In 2017, Ukraine’s Armed Forces will participate in dozens of live fire trainings with missile launchers – both domestic and international ones. Dmytro Hutsulyak, the Defense Ministry’s spokesman, said this at a briefing in Kyiv on Friday.
’We are planning to hold 25 drills employing the units armed with multiple missile launchers Buk M-1; besides, our troops will join the Sabre Guardian 2017 exercise in Bulgaria, where flak-missile units will train their skills with S-300 missile launchers. Another domestic drill will be held at Yagorlyk firing range in Kherson region,’ he said.
Buk M-1 is a self-propelled, medium-range surface-to-air missile system, developed by the Soviet Union and, later, Russia. It is designed to counter cruise missiles, smart bombs, fixed and rotary-wing aircraft, and unmanned aerial vehicles. The weapon can aim six targets at once, with all of the targets flying at different altitudes and taking different azimuth positions. The weapon, initially constructed in the USSR, is now in active service by both Ukrainian and Russian armed forces.
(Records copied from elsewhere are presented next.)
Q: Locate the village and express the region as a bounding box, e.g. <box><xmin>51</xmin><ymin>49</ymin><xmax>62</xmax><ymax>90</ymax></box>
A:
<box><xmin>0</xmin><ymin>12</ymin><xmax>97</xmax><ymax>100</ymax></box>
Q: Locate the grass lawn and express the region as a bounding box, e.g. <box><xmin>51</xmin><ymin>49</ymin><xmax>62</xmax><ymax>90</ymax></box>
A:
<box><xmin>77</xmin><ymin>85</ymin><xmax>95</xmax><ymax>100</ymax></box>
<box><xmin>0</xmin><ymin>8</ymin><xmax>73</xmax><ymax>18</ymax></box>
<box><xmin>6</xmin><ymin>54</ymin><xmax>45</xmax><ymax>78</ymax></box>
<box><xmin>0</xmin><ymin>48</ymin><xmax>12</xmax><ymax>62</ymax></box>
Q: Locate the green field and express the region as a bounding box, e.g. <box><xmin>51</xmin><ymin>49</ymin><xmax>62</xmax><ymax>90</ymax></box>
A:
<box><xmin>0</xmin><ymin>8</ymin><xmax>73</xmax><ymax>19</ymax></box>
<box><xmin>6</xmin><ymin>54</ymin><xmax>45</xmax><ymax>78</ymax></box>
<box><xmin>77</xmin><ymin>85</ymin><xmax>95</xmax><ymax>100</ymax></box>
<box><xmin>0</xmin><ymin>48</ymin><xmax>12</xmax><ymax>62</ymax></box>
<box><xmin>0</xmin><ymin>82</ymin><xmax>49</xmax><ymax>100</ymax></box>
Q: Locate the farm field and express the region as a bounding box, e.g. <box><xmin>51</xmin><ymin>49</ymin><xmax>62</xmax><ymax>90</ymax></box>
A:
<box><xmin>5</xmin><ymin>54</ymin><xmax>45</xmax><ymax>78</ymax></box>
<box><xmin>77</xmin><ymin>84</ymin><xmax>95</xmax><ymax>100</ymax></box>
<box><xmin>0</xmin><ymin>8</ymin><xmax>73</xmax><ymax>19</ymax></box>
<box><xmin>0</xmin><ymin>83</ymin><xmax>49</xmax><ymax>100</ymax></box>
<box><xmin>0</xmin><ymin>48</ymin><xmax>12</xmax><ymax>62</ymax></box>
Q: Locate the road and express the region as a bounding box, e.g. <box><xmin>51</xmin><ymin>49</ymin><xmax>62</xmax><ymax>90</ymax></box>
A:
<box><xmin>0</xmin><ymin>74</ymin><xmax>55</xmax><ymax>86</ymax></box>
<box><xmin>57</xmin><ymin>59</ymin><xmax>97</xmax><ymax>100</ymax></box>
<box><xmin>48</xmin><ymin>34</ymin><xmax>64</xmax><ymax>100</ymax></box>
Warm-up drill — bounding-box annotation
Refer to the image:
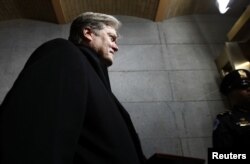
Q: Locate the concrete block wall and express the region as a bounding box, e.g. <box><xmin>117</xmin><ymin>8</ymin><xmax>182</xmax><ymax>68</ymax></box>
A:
<box><xmin>0</xmin><ymin>15</ymin><xmax>236</xmax><ymax>162</ymax></box>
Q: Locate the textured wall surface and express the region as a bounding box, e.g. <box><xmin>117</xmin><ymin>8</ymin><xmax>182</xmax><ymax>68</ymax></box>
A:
<box><xmin>0</xmin><ymin>15</ymin><xmax>236</xmax><ymax>162</ymax></box>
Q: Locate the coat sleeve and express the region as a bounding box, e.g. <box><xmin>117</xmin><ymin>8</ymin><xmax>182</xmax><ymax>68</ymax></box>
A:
<box><xmin>0</xmin><ymin>39</ymin><xmax>88</xmax><ymax>164</ymax></box>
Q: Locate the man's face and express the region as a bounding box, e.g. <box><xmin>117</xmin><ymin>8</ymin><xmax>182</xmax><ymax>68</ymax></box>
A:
<box><xmin>89</xmin><ymin>26</ymin><xmax>118</xmax><ymax>66</ymax></box>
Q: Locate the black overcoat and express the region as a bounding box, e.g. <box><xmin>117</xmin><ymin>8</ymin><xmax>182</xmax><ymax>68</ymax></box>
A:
<box><xmin>0</xmin><ymin>39</ymin><xmax>144</xmax><ymax>164</ymax></box>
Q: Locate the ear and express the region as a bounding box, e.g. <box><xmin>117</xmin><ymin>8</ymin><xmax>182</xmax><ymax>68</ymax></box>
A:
<box><xmin>82</xmin><ymin>27</ymin><xmax>94</xmax><ymax>41</ymax></box>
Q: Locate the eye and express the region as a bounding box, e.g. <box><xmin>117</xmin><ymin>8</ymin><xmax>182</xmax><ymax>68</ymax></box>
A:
<box><xmin>109</xmin><ymin>34</ymin><xmax>117</xmax><ymax>42</ymax></box>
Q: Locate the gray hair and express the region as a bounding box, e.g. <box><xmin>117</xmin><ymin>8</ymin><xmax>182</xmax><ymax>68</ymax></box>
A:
<box><xmin>69</xmin><ymin>12</ymin><xmax>121</xmax><ymax>44</ymax></box>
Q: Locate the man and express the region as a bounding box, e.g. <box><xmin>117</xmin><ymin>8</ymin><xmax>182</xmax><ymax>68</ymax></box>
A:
<box><xmin>213</xmin><ymin>69</ymin><xmax>250</xmax><ymax>150</ymax></box>
<box><xmin>0</xmin><ymin>12</ymin><xmax>145</xmax><ymax>164</ymax></box>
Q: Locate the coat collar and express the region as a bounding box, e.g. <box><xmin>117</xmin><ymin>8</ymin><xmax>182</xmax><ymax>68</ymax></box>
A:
<box><xmin>77</xmin><ymin>45</ymin><xmax>111</xmax><ymax>92</ymax></box>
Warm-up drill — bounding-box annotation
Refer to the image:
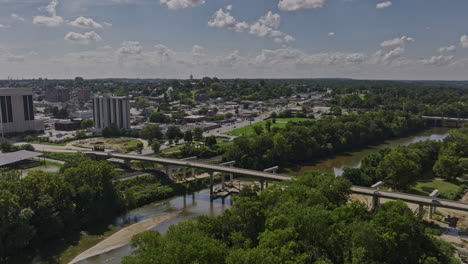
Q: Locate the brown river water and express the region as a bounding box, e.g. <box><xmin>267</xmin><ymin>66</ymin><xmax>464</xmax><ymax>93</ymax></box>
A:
<box><xmin>74</xmin><ymin>128</ymin><xmax>448</xmax><ymax>264</ymax></box>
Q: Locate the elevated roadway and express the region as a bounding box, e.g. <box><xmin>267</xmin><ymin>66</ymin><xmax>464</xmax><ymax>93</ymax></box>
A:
<box><xmin>85</xmin><ymin>151</ymin><xmax>468</xmax><ymax>212</ymax></box>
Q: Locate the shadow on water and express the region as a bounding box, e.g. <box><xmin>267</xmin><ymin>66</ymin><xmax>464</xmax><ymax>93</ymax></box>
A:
<box><xmin>79</xmin><ymin>186</ymin><xmax>232</xmax><ymax>264</ymax></box>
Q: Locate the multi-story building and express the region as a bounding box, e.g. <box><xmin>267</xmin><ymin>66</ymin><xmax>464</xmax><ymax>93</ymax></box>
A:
<box><xmin>0</xmin><ymin>87</ymin><xmax>44</xmax><ymax>136</ymax></box>
<box><xmin>44</xmin><ymin>86</ymin><xmax>70</xmax><ymax>103</ymax></box>
<box><xmin>76</xmin><ymin>88</ymin><xmax>91</xmax><ymax>102</ymax></box>
<box><xmin>93</xmin><ymin>94</ymin><xmax>130</xmax><ymax>131</ymax></box>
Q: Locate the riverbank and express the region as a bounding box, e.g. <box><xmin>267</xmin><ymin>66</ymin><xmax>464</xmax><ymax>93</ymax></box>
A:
<box><xmin>69</xmin><ymin>214</ymin><xmax>178</xmax><ymax>264</ymax></box>
<box><xmin>285</xmin><ymin>127</ymin><xmax>450</xmax><ymax>176</ymax></box>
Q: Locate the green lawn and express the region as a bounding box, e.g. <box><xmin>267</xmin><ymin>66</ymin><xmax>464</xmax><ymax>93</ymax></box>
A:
<box><xmin>26</xmin><ymin>140</ymin><xmax>67</xmax><ymax>146</ymax></box>
<box><xmin>411</xmin><ymin>177</ymin><xmax>468</xmax><ymax>200</ymax></box>
<box><xmin>225</xmin><ymin>117</ymin><xmax>314</xmax><ymax>136</ymax></box>
<box><xmin>162</xmin><ymin>144</ymin><xmax>184</xmax><ymax>153</ymax></box>
<box><xmin>162</xmin><ymin>137</ymin><xmax>234</xmax><ymax>154</ymax></box>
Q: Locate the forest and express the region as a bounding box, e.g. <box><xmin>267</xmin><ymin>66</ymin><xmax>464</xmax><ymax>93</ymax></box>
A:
<box><xmin>223</xmin><ymin>110</ymin><xmax>425</xmax><ymax>170</ymax></box>
<box><xmin>343</xmin><ymin>125</ymin><xmax>468</xmax><ymax>193</ymax></box>
<box><xmin>122</xmin><ymin>172</ymin><xmax>458</xmax><ymax>264</ymax></box>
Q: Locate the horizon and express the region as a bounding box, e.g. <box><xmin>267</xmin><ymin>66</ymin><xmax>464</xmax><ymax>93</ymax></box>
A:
<box><xmin>0</xmin><ymin>0</ymin><xmax>468</xmax><ymax>81</ymax></box>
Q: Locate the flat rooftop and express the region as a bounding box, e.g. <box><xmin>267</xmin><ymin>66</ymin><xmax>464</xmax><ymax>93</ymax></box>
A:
<box><xmin>0</xmin><ymin>150</ymin><xmax>42</xmax><ymax>167</ymax></box>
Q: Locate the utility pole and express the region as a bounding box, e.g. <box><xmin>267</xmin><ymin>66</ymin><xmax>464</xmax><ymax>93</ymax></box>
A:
<box><xmin>0</xmin><ymin>100</ymin><xmax>6</xmax><ymax>140</ymax></box>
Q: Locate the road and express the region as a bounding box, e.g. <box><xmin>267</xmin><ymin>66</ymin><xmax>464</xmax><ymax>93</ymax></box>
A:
<box><xmin>204</xmin><ymin>99</ymin><xmax>311</xmax><ymax>139</ymax></box>
<box><xmin>351</xmin><ymin>186</ymin><xmax>468</xmax><ymax>211</ymax></box>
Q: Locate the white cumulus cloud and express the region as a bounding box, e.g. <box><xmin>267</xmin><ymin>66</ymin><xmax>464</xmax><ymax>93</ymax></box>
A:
<box><xmin>422</xmin><ymin>55</ymin><xmax>454</xmax><ymax>66</ymax></box>
<box><xmin>278</xmin><ymin>0</ymin><xmax>326</xmax><ymax>11</ymax></box>
<box><xmin>208</xmin><ymin>9</ymin><xmax>295</xmax><ymax>43</ymax></box>
<box><xmin>208</xmin><ymin>8</ymin><xmax>249</xmax><ymax>32</ymax></box>
<box><xmin>375</xmin><ymin>1</ymin><xmax>392</xmax><ymax>9</ymax></box>
<box><xmin>33</xmin><ymin>0</ymin><xmax>64</xmax><ymax>27</ymax></box>
<box><xmin>159</xmin><ymin>0</ymin><xmax>205</xmax><ymax>9</ymax></box>
<box><xmin>380</xmin><ymin>36</ymin><xmax>415</xmax><ymax>47</ymax></box>
<box><xmin>437</xmin><ymin>45</ymin><xmax>457</xmax><ymax>53</ymax></box>
<box><xmin>64</xmin><ymin>31</ymin><xmax>102</xmax><ymax>44</ymax></box>
<box><xmin>460</xmin><ymin>35</ymin><xmax>468</xmax><ymax>48</ymax></box>
<box><xmin>70</xmin><ymin>16</ymin><xmax>102</xmax><ymax>29</ymax></box>
<box><xmin>10</xmin><ymin>13</ymin><xmax>24</xmax><ymax>21</ymax></box>
<box><xmin>117</xmin><ymin>41</ymin><xmax>143</xmax><ymax>55</ymax></box>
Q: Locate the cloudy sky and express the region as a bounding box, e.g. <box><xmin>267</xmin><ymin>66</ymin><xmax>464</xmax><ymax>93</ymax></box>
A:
<box><xmin>0</xmin><ymin>0</ymin><xmax>468</xmax><ymax>80</ymax></box>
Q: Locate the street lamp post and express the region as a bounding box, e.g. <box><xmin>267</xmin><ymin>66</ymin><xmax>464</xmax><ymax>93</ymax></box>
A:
<box><xmin>0</xmin><ymin>101</ymin><xmax>5</xmax><ymax>140</ymax></box>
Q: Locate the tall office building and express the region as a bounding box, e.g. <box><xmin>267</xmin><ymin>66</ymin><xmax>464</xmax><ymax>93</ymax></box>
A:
<box><xmin>93</xmin><ymin>94</ymin><xmax>130</xmax><ymax>131</ymax></box>
<box><xmin>0</xmin><ymin>87</ymin><xmax>44</xmax><ymax>135</ymax></box>
<box><xmin>44</xmin><ymin>86</ymin><xmax>70</xmax><ymax>103</ymax></box>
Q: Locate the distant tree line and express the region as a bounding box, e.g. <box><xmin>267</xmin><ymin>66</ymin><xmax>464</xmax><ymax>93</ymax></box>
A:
<box><xmin>224</xmin><ymin>110</ymin><xmax>424</xmax><ymax>170</ymax></box>
<box><xmin>122</xmin><ymin>172</ymin><xmax>458</xmax><ymax>264</ymax></box>
<box><xmin>343</xmin><ymin>126</ymin><xmax>468</xmax><ymax>194</ymax></box>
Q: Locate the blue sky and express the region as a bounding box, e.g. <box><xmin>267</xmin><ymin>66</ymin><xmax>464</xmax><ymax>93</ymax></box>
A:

Previously, in December 2016, the Ukrainian Air Force held drills in Kherson region, not far from the administrative border with the Russian-occupied Crimea. Before the actual exercise took place, the Kremlin threatened to shoot down the Ukrainian missiles. The Ukrainian side insisted that the drills took place exclusively in Ukraine’s airspace and over this country’s territorial waters.